The Dancing Dove
Ma patched me up well enough after my fight with old Garsay, though I swear she made the stitching harder than it need be. She brewed the blood-fixing tea good and strong and stood over me while I drank every drop.
“Why didn’t you go to one of the better mage-healers?” she asked, folding her arms as she looked at me. “You can afford to do so, now that you’re the Rogue. They’ll beg for your business.”
I slung my unsewn arm around her waist and gave her a squeeze. “Now who’s going to look after me better than my old ma?” I asked her. “Family’s family, when all’s said and done.”
“You mean you don’t know who you can trust,” she told me. “You’re the Rogue now, with the old Rogue’s blood on your hands. Every young buck that thinks you’re weak will be looking to fight you as you did Garsay. And the first folk they’ll want to help them are the healers.”
I was hurt. “I’ve folk I’d trust with my life, and they’d trust me with theirs. You don’t get to this point alone, Ma. And that reminds me, I was thinking there’s a nice little house up on Meadowsweet Way, with plenty of room for a garden—”

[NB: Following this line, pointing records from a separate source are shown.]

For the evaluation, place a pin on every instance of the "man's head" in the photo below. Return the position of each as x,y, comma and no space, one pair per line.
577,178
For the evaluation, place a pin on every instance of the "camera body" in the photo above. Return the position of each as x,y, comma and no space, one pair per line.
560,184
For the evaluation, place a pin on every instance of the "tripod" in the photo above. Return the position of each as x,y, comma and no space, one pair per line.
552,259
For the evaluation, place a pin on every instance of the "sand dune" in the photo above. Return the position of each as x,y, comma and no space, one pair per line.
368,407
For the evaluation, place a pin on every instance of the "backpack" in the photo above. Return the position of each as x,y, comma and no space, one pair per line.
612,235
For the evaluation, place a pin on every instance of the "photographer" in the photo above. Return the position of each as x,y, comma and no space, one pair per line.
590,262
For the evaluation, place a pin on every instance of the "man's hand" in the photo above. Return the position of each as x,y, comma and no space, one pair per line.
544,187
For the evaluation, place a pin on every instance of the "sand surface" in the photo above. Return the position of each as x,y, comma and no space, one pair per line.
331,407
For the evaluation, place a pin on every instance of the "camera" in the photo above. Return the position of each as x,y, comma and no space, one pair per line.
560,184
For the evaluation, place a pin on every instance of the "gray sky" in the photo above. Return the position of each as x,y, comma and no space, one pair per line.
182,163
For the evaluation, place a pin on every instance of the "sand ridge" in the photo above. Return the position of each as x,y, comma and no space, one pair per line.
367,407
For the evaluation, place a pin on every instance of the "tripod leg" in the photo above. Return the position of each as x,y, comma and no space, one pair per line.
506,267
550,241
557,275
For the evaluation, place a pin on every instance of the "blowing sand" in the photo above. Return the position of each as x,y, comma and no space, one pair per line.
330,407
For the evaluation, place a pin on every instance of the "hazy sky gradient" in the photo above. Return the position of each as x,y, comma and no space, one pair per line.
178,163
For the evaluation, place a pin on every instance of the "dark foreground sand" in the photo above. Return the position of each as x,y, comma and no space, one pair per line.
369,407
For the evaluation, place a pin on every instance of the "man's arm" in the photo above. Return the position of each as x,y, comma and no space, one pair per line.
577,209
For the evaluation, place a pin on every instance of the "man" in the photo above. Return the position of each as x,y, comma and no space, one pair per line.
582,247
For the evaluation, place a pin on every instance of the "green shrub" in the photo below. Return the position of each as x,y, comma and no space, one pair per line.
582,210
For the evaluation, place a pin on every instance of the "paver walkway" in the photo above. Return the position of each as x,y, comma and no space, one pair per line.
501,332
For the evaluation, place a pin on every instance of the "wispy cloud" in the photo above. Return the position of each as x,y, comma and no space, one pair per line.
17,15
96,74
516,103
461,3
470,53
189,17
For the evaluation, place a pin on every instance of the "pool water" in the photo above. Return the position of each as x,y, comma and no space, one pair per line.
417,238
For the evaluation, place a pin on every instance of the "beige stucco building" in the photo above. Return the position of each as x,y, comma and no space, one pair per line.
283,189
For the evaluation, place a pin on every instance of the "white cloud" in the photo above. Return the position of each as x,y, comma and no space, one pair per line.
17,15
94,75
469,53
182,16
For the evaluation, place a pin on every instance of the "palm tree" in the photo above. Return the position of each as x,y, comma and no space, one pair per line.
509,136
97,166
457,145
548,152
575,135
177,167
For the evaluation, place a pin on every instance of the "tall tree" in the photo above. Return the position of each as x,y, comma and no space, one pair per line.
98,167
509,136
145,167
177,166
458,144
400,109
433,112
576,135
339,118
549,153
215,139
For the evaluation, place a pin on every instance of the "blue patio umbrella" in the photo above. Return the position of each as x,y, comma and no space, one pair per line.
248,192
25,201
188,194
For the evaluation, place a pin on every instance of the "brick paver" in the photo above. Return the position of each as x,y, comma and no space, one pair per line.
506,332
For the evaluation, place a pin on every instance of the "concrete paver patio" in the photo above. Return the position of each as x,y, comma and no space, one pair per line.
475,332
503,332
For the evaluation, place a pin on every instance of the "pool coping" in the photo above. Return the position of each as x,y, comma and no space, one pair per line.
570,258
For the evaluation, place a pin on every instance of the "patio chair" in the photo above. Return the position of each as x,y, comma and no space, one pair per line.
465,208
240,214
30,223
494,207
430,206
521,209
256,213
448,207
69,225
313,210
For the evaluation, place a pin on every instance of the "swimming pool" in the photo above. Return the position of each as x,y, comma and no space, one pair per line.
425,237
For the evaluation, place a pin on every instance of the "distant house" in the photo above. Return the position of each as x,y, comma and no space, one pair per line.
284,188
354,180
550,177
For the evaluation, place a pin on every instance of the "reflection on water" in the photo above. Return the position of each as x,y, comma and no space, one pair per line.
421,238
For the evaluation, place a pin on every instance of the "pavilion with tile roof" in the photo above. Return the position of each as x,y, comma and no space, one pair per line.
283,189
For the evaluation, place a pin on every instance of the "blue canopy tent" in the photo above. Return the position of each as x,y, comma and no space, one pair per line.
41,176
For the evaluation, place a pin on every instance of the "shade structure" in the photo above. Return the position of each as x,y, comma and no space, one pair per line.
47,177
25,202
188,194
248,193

“No,” she said, her voice flat. “You may call yourself King of the Rogues, and have gold in your pocket, but I’ll take none of it. I do well enough on my own. I won’t cast you out. We only have each other, after all. But don’t expect me to give you my blessing. You’ve shamed our great ancestress and all she stood for, all I stand for.”
“Ma, not this again,” I complained.
But her eyes had gone black clean through. She seemed far taller, with long, waving black hair and arms wound with snakes. I wasn’t there with my ma anymore. The Goddess, my mother’s Great Goddess, was putting her nose in my business. “Do you think it will be easy now? There will come a day when you will wake and sleep with regret and shame over this path you have chosen. Those you thought loyal will betray you. Your entire life will be upended. Your future is nothing you have dreamed, and the fit will not be a comfortable one. I would say you will be miserable until the end, but you are a scamp, and I love your mother. Still, you will have a love that will stick you like pins.”
She gave me the chills. The Goddess has only taken Ma twice that I know of. This is the first time I’ve heard that god-voice turned at me, and I don’t like it. The Trickster is god enough for me. Let her god stay out of my life.
When the otherworld look faded from her eyes, I stood, trying not to show how much it cost me with all my cuts and bruises. She sat on a chair with me helping her. “Take care, Mother,” I said, and kissed her cheek. I chose not to tell her about the guards I was moving into the lodgings and houses around her. No one would try to make me kneel with threats to my family, as Garsay had made the Rogue before him do.
I stopped at the shrine beside the door. I ignored the Mother Goddess figure. She frowned at me in any case. My business was with the family shrine. All the way at the top was ancestress Rebakah and her black cat. I quickly replaced them with copies I’d had made, and tucked the real ones in my pocket. I meant to put them up where my honored Provost’s Guard ancestress could watch her descendant, the Rogue of all Tortall. It is a joke I’ve been laughing over for years and hope to laugh over for many more.
* * *
Proud of himself, limping only a little from his ferocious battle with the former King of Thieves, George Cooper left his mother’s house and sauntered down the street. Two fellows, both carrying swords, joined him on either side. Ahead of him and behind him, other guards took their places, ensuring that no one decided to attack the newest thief-king while he was still recovering from his rise to the throne.
In the shadows of an alley ahead, a purple-eyed black cat watched George Cooper approach.
You are indeed a clever fellow, Pounce—who would one day soon be called Faithful, and had many more names besides—thought as he watched the youngest Rogue in all Tortallan history saunter along. And your cleverness will be much needed in the time to come. But it does not serve my wishes that you remember that your Beka’s counselor was a purple-eyed black cat. You’re wary of god-touched people, and the sight of me might scare you away from the one who will upend your life. So—forget the purple eyes, George Cooper. Your ancestress had a black cat that went everywhere with her. No more, no less.